Ela havia ficado completamente apavorada, tanto que nem percebeu que, de longe, o lobo a acompanhava.

Ao chegar na casa de sua tia, a mãe da minha tataravó entrega a cesta e ambas sentam-se na mesa, para comer. Quando estavam quase terminando o último doce de uva, escultam um uivo - lembrando que o uivo é um longo grito de dar medo que os lobos dão quando é noite de lua cheia - e, através da janela, entra o mesmo lobo que a havia seguido.

As duas se desesperam e começam a jogar tudo o que vinham pela frente naquele lobo faminto, enquanto ele tentava avançar em cima das duas. 

Quando tudo parecia perdido, ou seja, quando não havia mais nada para ser jogado, o lobo caminha lentamente para cima delas e, quando ele ia atacá-la... "Crack!", por outra janela entra um lobo enorme e o ataca, o mesmo lobo grande do bando que havia ganhado os sanduíches.

O lobo pequeno resiste bravamente, mas por causa de seu tamanho, acaba perdendo.

- Eu só estava com fome! - Diz o lobo perdedor ao que havia ganhado.

- Mesmo assim prometemos nunca acatar um humano. Mãe luna chora por sua causa. - Responde o lobo maior. - Agora vá embora daqui e não apareça mais em minha frente!

Assim o lobo menor sai pela mesma janela que havia entrado, tristonho.

- Menina, eu não lhe avisei para tomar cuidado? - Pergunta o lobo maior para a mãe da minha tataravó.

- Desculpas. - Responde ela. - Obrigado por ter nos salvado.

Ela então faz um carinho na cabeça dele e ele vai embora, como quem tivesse pago uma conta com alguém.

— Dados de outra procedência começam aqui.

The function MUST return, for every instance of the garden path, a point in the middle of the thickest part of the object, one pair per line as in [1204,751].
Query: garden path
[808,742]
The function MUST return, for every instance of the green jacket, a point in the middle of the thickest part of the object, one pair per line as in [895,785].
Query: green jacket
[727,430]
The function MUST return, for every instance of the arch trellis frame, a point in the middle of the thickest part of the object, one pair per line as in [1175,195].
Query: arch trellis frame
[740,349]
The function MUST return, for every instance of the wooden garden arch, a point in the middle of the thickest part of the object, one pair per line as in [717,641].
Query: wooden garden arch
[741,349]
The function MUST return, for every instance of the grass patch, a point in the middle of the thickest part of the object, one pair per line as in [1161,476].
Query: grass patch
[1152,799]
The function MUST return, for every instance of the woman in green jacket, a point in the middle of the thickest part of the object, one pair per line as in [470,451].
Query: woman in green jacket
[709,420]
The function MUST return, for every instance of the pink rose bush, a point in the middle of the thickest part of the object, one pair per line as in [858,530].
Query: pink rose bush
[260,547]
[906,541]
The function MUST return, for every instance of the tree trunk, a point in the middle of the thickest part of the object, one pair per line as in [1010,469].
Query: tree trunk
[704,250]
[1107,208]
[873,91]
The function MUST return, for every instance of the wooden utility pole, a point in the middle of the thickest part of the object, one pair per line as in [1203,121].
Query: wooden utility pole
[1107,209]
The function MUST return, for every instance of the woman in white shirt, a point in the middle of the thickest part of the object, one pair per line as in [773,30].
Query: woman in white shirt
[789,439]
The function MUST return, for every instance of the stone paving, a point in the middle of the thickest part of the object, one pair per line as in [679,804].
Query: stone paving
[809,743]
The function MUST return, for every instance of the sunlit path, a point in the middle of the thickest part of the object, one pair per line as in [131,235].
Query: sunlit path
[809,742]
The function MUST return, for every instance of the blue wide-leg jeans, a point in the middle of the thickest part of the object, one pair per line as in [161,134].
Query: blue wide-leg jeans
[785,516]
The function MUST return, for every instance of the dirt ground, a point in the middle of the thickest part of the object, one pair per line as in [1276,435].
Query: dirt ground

Sim, sei que muita gente já ouviu essa história em inúmeras versões, mas foi esta que sempre ouvi quando era pequena - e a que mais acredito. Tá! Lobos não falam, mas se você tiver lido As Crônicas de Nárnia, verá que é possível sim lobo falarem - ao menos em Nárnia.

De qualquer jeito, sei que foi assim e que várias outras histórias também não são da forma como sempre são contadas. Mas isso é conversa para outro dia.